- ¿Por qué el abuelo ya no juega conmigo?- Preguntó la pequeña Ana. Héctor, su hermanito, la miraba risueño moviendo sus mofletes de bebé.
-Porque está enfermo. –Contestó su abuela.
-¡Pero si no tiene fiebre! Yo, cuando me pongo malita, tengo fiebre y no tengo ganas de jugar.
-Así es, cariño. Pero, aunque tengas fiebre y estés muy cansada, tus manos y tus piernas tienen fuerza para coger los juguetes, para abrazar a quien más quieres y llenarle de besos. Además, tu sonrisa sigue brillando.
-Y él, ¿por qué no puede? Ya no me sonríe como antes, ni me abraza, ni me besa…
-Porque sus manos y sus pies no le quieren hacer caso y sus labios se han quedado quietos para siempre. Y, aunque quiera con todas sus ganas llevarte al parque y jugar a la pelota contigo o coger las pinturas con las que hacíais esos preciosos dibujos, ya no puede hacerlo. Y eso es lo que más le gustaría hacer en la vida. Esta enfermedad cruel nos hace daño a todos.
-¡Pobrecito! Pero, al menos, podría contarme un cuento, ¿no?
-Él desearía coger un cuento, pasar las páginas y leértelo sobre su regazo con esa voz tan misteriosa y graciosa que te ponía, pero el mal que ha entrado en su cuerpo no le deja. Pero sí que puede mirarte y, si te fijas, sus ojos se ríen de felicidad cuando te ve, porque ahora tú y tu hermanito sois la luz dentro de la oscuridad.
-¡Sí! Le veo mirarme con los ojitos brillantes de alegría. También le he visto llorar algunas veces.
-¡Claro! Te puede contar lo feliz que está con esa chispita en la mirada.
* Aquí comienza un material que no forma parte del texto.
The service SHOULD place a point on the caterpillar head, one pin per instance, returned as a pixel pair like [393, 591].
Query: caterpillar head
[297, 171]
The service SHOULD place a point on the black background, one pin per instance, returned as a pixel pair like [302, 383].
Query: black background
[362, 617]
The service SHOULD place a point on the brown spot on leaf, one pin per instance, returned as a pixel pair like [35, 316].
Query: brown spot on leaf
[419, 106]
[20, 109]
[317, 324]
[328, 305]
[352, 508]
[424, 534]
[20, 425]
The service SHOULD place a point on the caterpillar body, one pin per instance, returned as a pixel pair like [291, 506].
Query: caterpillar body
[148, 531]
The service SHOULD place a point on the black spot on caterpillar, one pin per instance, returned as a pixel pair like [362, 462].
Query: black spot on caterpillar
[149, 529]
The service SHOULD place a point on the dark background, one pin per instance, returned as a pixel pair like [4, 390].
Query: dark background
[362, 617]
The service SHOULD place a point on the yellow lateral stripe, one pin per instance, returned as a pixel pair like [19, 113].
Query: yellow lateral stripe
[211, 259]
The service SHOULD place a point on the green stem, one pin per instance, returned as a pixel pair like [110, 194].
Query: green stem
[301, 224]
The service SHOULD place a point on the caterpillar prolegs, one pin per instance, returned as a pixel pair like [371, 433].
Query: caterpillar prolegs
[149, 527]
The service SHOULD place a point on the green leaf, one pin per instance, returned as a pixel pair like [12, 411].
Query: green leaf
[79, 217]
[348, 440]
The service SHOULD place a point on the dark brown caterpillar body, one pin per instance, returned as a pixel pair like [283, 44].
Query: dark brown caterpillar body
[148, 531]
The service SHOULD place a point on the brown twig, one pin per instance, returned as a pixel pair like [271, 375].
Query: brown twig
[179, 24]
Y si se da cuenta que estás apenada, verás que una lagrimita de tristeza resbalará por su cara.
-Antes lloraba más. ¿Por qué ahora que está peor parece más feliz que cuando empezó a enfermar?
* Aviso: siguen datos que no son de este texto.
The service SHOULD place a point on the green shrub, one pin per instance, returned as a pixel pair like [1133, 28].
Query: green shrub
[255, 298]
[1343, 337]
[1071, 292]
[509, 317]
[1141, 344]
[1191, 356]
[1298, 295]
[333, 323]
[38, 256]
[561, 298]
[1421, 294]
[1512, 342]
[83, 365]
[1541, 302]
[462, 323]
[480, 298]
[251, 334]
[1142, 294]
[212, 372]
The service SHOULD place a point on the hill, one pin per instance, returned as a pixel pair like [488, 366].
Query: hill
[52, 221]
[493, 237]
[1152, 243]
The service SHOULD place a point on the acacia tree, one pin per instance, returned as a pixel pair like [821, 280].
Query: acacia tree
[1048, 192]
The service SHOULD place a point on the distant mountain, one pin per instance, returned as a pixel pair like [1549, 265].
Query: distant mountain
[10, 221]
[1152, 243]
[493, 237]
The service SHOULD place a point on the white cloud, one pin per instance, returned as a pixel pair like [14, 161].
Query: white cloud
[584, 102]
-Porque, aunque la vida nos sacuda como un huracán en un momento y todo se detenga de golpe, cuando pasa esa terrible tormenta en la que nos cambia la vida, después llega la felicidad de saber que cada día que amanece disfrutarás de lo que en el fondo es lo más importante: de la familia que no se separa de él y sobre todo de vosotros, sus nietecitos adorados.
-¿Y los amigos y compañeros de trabajo por qué ya no le visitan ni le llaman tanto como antes?
-Ana, los buenos amigos siguen a su lado día a día, pero el resto de conocidos y familiares más lejanos dejan de acordarse, o temen llamar por molestar.
-¡Vaya! Pues no lo entiendo, porque a mí, cuando más me apetece estar acompañada y que me abracen es cuando me siento peor.
-Cariño, no es indiferencia, simplemente ocurre que cada uno tiene su vida y sus preocupaciones. También hay personas que apartan de su camino la tristeza y el dolor. Otras no quieren molestar, pero si supieran que una llamada telefónica o un visita para estar cerca de él le daría mucha energía, no lo ignorarían. Ese es el verdadero valor de la amistad.
-Pues en mi cole la maestra nos dice que tenemos que ayudarnos y cuidar los uno de los otros. Y si alguien lo está pasando mal, todos estamos pendientes y vamos a consolarle.
-Sí, tienes razón. Tenemos que cuidar y querer a los nuestros durante el tiempo que los tenemos a nuestro lado, aunque sea una pesada carga y renunciemos a muchas cosas importantes, como el trabajo y los amigos. Después, cuando se marchen, estaremos seguros de que se irán con todo nuestro cariño y, allá donde vayan, estarán felices. Y los que nos quedamos, estaremos también felices y satisfechos de haber estado junto a él todo su tiempo y de haber compartido sus alegrías y sus penas. Se llevará el amor más grande del mundo.
Esa noche, la pequeña Ana soñó que con sus besos y abrazos el abuelo se curaba y entonces la aupaba y la envolvía en un fuerte y cálido abrazo. Después, cogidos de la mano, se iban cantando y saltando por ese camino por el que antes de la enfermedad paseaban hacia el parque.